Yusri mengatakan, sebelumnya pada Sabtu 12 Desember, staf penyidik Ahok bernama Hasanudin Ismail meminta maaf atas nama Gubernur DKI Jakarta itu.

"Tanggal 12 Desember jam 18.41 saya mendapat telefon dari satu stafnya namanya Hasanudin Ismail untuk minta maaf atas nama Gubernur," kata Yusri kepada wartawan di Mapolda Metro Jaya, Jakarta, Rabu (16/12/2015).

Yusri mengatakan, isi perbincangannya via telefon dengan stafnya itu adalah 'atas nama Gubernur meminta maaf mungkin Bapak sedang capek jadi dia bicara seperti itu'.

Ibu dua anak itu menegaskan tidak menerima permintaan maaf tersebut lantaran rasa bersalah itu hanya diucapkan via telefon, terlebih lagi bukan Ahok sendiri yang mengakui kesalahannya. "Pokoknya harus Ahok yang bicara langsung. Dia menghina dan memfitnah sendiri kenapa harus melalui orang," tegasnya seperti dilansir okezone.

KRONOLOGIS

Yusri Isnaeni (32) merasa tak terima dirinya dibentak oleh Basuki Tjahaja Purnama, Gubernur DKI Jakarta. Ibu rumah tangga ini tinggal di Jalan Mahoni, Blok A Gang I Nomor 34, RT 003/RW 009, Lagoa, Koja, Jakarta Utara. Yusri merasa kesal, ia mengancam melaporkan Ahok ke polisi dan mengajukan gugatan senilai 100 Miliar rupiah.

Kamis (10/12/2015) yang lalu, Yusri mendatangi Ahok untuk menanyakan soalsulitnya pencairan dana Kartu Jakarta Pintar (KJP) milik anaknya, Anggun Hanna Dwi Renjani (9). Anggun adalah siswi Sekolah Dasar (SD) swasta Al-Khariyah.

Ucapan sinis yang disampaikan Ahok, membuatnya tersinggung. Ibu satu anak ini sakit hati karena dituduh Ahok maling uang KJP, ia juga mengaku kesal karena orang nomor satu di Jakarta itu meminta ajudannya untuk melaporkan Yusri ke polisi, hingga memenjarakannya.

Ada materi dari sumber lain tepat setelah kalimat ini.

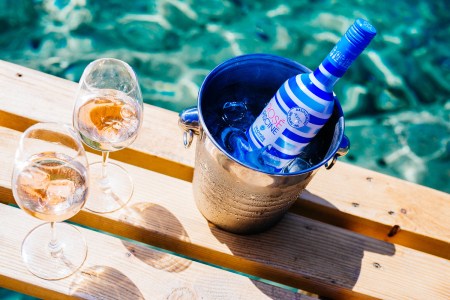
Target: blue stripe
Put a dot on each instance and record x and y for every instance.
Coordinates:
(279, 105)
(285, 97)
(276, 153)
(332, 69)
(295, 137)
(320, 76)
(315, 90)
(317, 121)
(308, 102)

"Ya saya bingung? Pak Ahok ngomongnya ke saya tajam sekali. Saya sakit hati lho, jujur. Semua media meliput saya saat itu. Saya kan malu sekali, mas. Warga, orang rumah, semuanya membaca pemberitaan soal saya dituduh maling dana KJP oleh Ahok. Anak saya sampai nggak mau sekolah karena sering disindir. Intinya harkat dan matabat saya tercoreng, mencemarkan nama baik saya," paparnya.

"Ahok malah menuduh saya. 'Ibu maling... Ibu maling... Ibu maling...' Sampai tiga kali. Lalu Ahok bilang, catat nih namanya, penjarakan saja dia. Gimana saya nggak kesal, mas. Saya mau melaporkan Ahok ke Polda Metro Jaya dan akan saya tuntut Rp 100 miliar," ungkap Yusri.

Sebelum perirtiwa itu terjadi, Yusri kebingungan saat ingin membeli seragam sekolah dan sepatu anaknya. Dirinya ingin mencairkan dana KJP sebesar Rp 300.000 untuk membeli kebutuhan sekolah anaknya.

Hanya saja, Yusri sampai lima kali mengalami kesulitan saat bertransaksi dengan KJP di sebuah toko seragam sekolah di Pasar Koja. Transaksi selalu gagal karena jaringannya offline.

"Selalu gagal bertransasksi karena offline terus. Saya bingung, sebelum-sebelumnya gak seperti ini, lancar terus. Akhir-akhir ini semakin sulit bertransaksi. Menurut penjaga toko sih sedang offline, jadi susah melakukan transaksi. Saya bingung, sudah kepepet untuk membeli seragam, sepatu, dan kebutuhan sekolah anak saya," jelasnya.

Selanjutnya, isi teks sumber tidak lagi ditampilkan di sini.